Kommentar von Claus Hulverscheidt, Berlin

Angela Merkel hat Alexis Tsipras also im Kanzleramt empfangen. Endlich, muss man sagen, denn der Besuch war überfällig. Nicht weil der neue griechische Premier bisher viel geleistet hätte, was eine raschere Einladung nach Berlin gerechtfertigt hätte. Sondern weil die Kanzlerin mit ihrem demonstrativen Verzicht auf diese Einladung eine politmediale Schlammschlacht befördert hat, die jedes Aufeinanderzubewegen von Gegnern und Anhängern ihrer Krisenpolitik mittlerweile unmöglich macht. Der konstruktive Dialog, der den Umgang zweier EU-Länder wie auch den innerstaatlichen Diskurs kennzeichnen sollte, ist längst einer lärmenden Sprachlosigkeit gewichen.

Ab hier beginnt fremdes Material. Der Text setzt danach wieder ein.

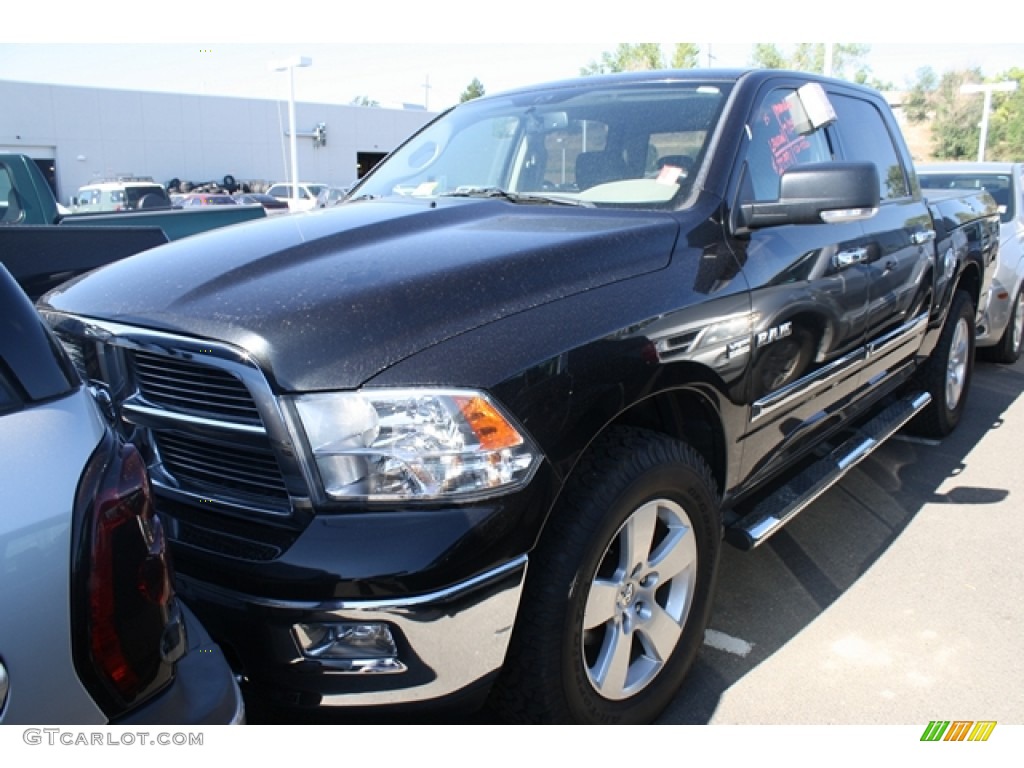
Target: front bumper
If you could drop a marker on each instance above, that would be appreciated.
(994, 314)
(449, 642)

Im Krieg, so hat der frühere US-Senator Hiram Johnson einmal gesagt, ist immer die Wahrheit das erste Opfer. Das gilt auch für jenen Krieg der Worte, der zwischen Deutschen und Griechen tobt. Dazu haben beide Seiten ihren Teil beigetragen, auch Tsipras und Merkel persönlich. Tsipras, weil er ein nationales Wahlergebnis als Auftrag zum politischen Umbau eines ganzen Kontinents fehlinterpretiert. Und Merkel, weil sie ihren Kettenhunden von CDU und CSU gestattet, die Griechen auf Schritt und Tritt anzukläffen.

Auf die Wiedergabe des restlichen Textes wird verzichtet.